Годы спустя он якобы признался коллеге: добавление лямбды стало «величайшей глупостью в моей жизни». Но насчет этого он заблуждался. Куда более серьезной ошибкой Эйнштейна стало возникшее у него после истории с лямбдой ощущение, будто он может игнорировать все эксперименты, которые, как кажется, опровергают то, что он считает верным. Он допустил эту ошибку, возражая Фридману и Леметру, но и во многом другом он ошибался точно так же. На протяжении дальнейших лет Эйнштейн не раз будет сталкиваться с эмпирическими данными, заставлявшими предположить, что Вселенная куда менее аккуратна и упорядоченна, чем он считал. И он ни разу не захочет поверить в эти доказательства. История с лямбдой сделала его необычайно упрямым, даже непреклонным и абсолютно не способным признавать противоречившие его теории факты – факты, касающиеся реального устройства космоса.
Часть V
Величайшее заблуждение
Глава 15
Сокрушить выскочек
В те годы, когда Эйнштейн работал над крупномасштабными проблемами структуры Вселенной, физика добилась больших успехов в области сверхмалых объектов – на уровне атомов и электронов. Это происходило и в то время, когда Эйнштейн придумывал свое выражение G = T, и позже, когда он ввел в него поправку-лямбду, и в те десять с небольшим лет, когда он неохотно мирился с введением этого нежелательного параметра. Между тем в науке постепенно складывалась новая парадигма, суля такой же мощный сдвиг в понимании мира, какой викторианцы вызвали в физике столетием раньше – и какой принесли в XX веке эйнштейновские специальная и общая теории относительности. Наметившаяся революция угрожала всему, что Эйнштейн считал истиной. Его отклик на нее в конечном счете и приведет к той научной изоляции, которую ему будет суждено переживать в Принстоне.
Каковы же были прежние теории, с которыми Эйнштейн, как и многие другие физики, успел свыкнуться (хотя другие ученые в это время уже вовсю работали над тем, чтобы коренным образом все переменить)? В эйнштейновской молодости (и даже когда ему уже было за 30 и он так многого достиг благодаря своим идеям, позволившим ему вывести гениальное уравнение G = T) мыслители полагали: при рассмотрении любых объектов, больших или малых, можно отыскать четкие законы, объясняющие характер их движения. Но в начале XX века появлялось все больше свидетельств в пользу того, что это не так, хотя многие ученые собратья Эйнштейна поначалу лишь с большой неохотой признавали и соглашались с подобными предположениями.

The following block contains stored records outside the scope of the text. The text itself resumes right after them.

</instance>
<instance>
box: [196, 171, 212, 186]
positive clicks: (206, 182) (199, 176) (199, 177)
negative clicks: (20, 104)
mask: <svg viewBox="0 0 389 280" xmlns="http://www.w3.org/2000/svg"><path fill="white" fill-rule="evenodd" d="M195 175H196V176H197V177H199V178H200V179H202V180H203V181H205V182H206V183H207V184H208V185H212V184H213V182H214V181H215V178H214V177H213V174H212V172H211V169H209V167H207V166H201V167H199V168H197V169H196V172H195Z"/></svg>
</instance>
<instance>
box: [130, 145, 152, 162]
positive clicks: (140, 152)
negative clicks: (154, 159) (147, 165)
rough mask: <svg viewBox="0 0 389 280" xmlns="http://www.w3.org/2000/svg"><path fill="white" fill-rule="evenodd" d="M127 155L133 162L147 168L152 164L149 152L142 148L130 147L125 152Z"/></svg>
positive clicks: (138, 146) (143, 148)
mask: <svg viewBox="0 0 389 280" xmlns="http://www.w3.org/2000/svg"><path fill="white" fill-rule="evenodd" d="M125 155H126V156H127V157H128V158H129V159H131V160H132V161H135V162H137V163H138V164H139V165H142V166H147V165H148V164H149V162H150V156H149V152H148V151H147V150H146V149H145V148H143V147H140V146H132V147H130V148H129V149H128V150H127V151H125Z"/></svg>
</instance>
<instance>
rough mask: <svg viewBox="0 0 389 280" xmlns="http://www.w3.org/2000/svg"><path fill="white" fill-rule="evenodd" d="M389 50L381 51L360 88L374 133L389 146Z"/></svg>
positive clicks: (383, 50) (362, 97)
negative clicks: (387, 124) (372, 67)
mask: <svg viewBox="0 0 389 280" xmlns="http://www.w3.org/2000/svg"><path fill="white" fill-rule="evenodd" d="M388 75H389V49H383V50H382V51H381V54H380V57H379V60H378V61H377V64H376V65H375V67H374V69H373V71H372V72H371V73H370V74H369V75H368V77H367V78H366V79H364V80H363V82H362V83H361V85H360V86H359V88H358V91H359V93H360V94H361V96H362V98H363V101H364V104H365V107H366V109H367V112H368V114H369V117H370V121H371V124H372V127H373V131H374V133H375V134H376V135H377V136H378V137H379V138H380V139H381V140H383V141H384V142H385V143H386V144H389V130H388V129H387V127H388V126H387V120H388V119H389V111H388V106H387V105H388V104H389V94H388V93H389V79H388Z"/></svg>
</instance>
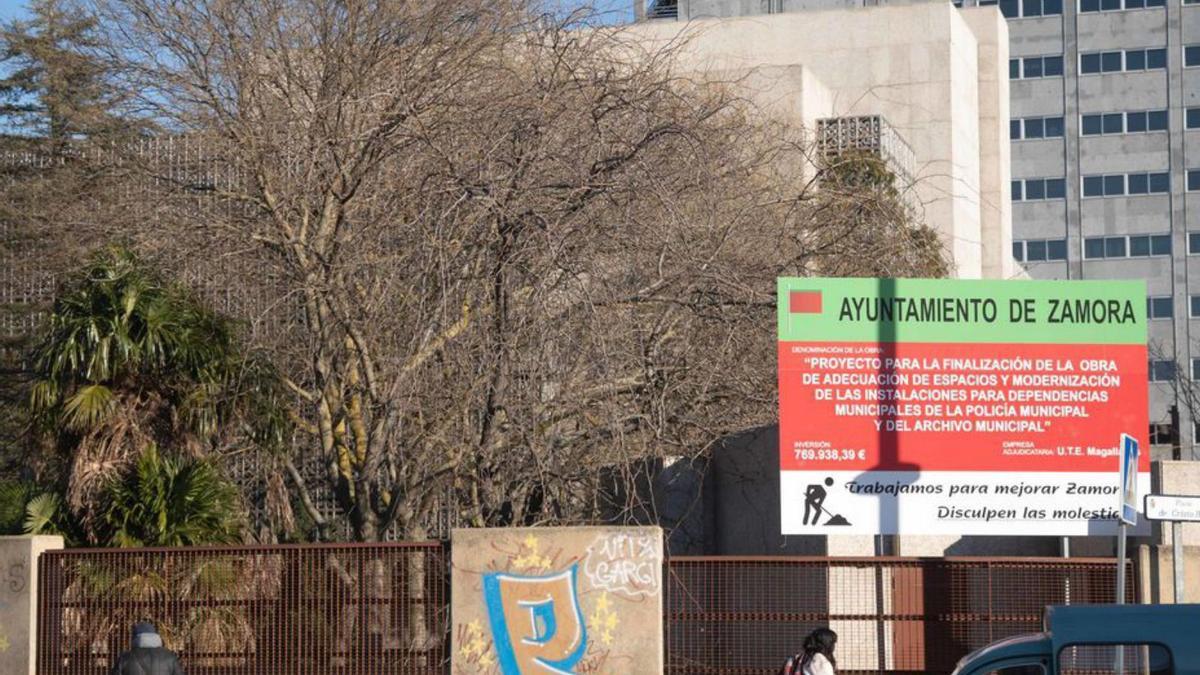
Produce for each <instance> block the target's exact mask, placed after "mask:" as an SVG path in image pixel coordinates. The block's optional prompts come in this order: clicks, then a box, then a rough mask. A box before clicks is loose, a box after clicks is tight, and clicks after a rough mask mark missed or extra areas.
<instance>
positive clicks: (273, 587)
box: [37, 543, 449, 675]
mask: <svg viewBox="0 0 1200 675" xmlns="http://www.w3.org/2000/svg"><path fill="white" fill-rule="evenodd" d="M448 569H449V567H448V556H446V554H445V549H444V548H443V546H442V545H440V544H437V543H431V544H379V545H374V544H368V545H314V546H236V548H203V549H134V550H86V551H54V552H49V554H46V555H43V557H42V558H41V562H40V568H38V577H40V584H41V586H40V589H41V590H40V597H38V627H37V631H38V639H37V663H38V673H41V674H46V675H84V674H88V675H100V674H104V675H107V674H108V673H109V670H110V669H112V664H113V659H114V658H115V657H116V655H118V653H119V652H120V651H121V650H124V649H126V646H127V644H128V640H130V634H128V633H130V627H131V626H132V623H133V622H134V621H137V620H142V619H149V620H152V621H155V623H157V626H158V628H160V632H161V633H162V635H163V639H164V640H166V643H167V645H168V646H170V647H173V649H175V650H178V651H179V652H180V655H181V656H182V657H184V659H185V663H186V664H187V673H190V674H197V675H205V674H216V673H221V674H223V675H224V674H228V675H250V674H254V675H259V674H262V675H269V674H270V675H274V674H338V675H373V674H383V673H388V674H402V675H426V674H428V675H433V674H440V673H444V671H445V669H446V667H448V665H446V664H448V662H449V658H448V656H449V616H448V614H449V609H448V608H449V577H448Z"/></svg>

Вот один пример. В 1908 году, работая в Манчестере, самонадеянный молодой исследователь – новозеландец по имени Эрнест Резерфорд – обнаружил нечто странное и непонятное. Он стрелял крошечными частицами по тончайшим слоям вещества (состоящим, разумеется, из атомов), и хотя большинство таких снарядов спокойно пролетало слой насквозь (или отклонялось от курса на несколько градусов), нашлось некоторое количество частиц, которые отскакивали назад.
«Пожалуй, это стало самым невероятным событием в моей жизни, – писал Резерфорд. – Почти таким же невероятным, как при стрельбе 15-дюймовыми ядрами по листу бумаги получить удар в лоб от отскочившего ядра».
Открытие Резерфорда бросало вызов сложившимся представлениям о том, как должны вести себя субатомные частицы. Но такой рикошет все-таки не положил конец воззрению, согласно которому все в мире можно понять с предельной точностью и определенностью. После всего нескольких недель смущения Резерфорд пришел к выводу, что полученные им результаты означают следующее: внутри атома нет какого-то «случайного хаоса», на самом деле там просто имеется нечто очень твердое. Он понял, что эту твердую частицу в центре атома можно представить себе как своего рода миниатюрное солнце. А вокруг него летают миниатюрные планеты – электроны, чья масса гораздо меньше, чем масса этого «солнца». Те частицы, которыми он обстреливал атомы, по большей части попадали в пустое пространство между крошечными «планетами», но иногда тот или иной снаряд попадал в прочное «солнце» в центре (он назвал этот объект ядром атома), и тогда такие частицы отскакивали назад.
Это было утешительное и привычное объяснение: микромир устроен и действует просто как миниатюрная копия макромира, и мы, люди, живем на планете, находящейся в большой Солнечной системе, а внутри нас имеется множество куда более мелких «солнечных систем», представляющих собой атомы, из которых мы состоим и в которых электроны вращаются вокруг центра – ядра. Ничто в этой гипотезе не нарушало устоявшегося представления о прогрессе науки: проводя все более углубленный анализ и применяя все более мощные инструменты, ученые продолжают с абсолютной точностью наблюдать явления природы, независимо от того, заберутся ли они в глубь материи или отправятся в далекий космос.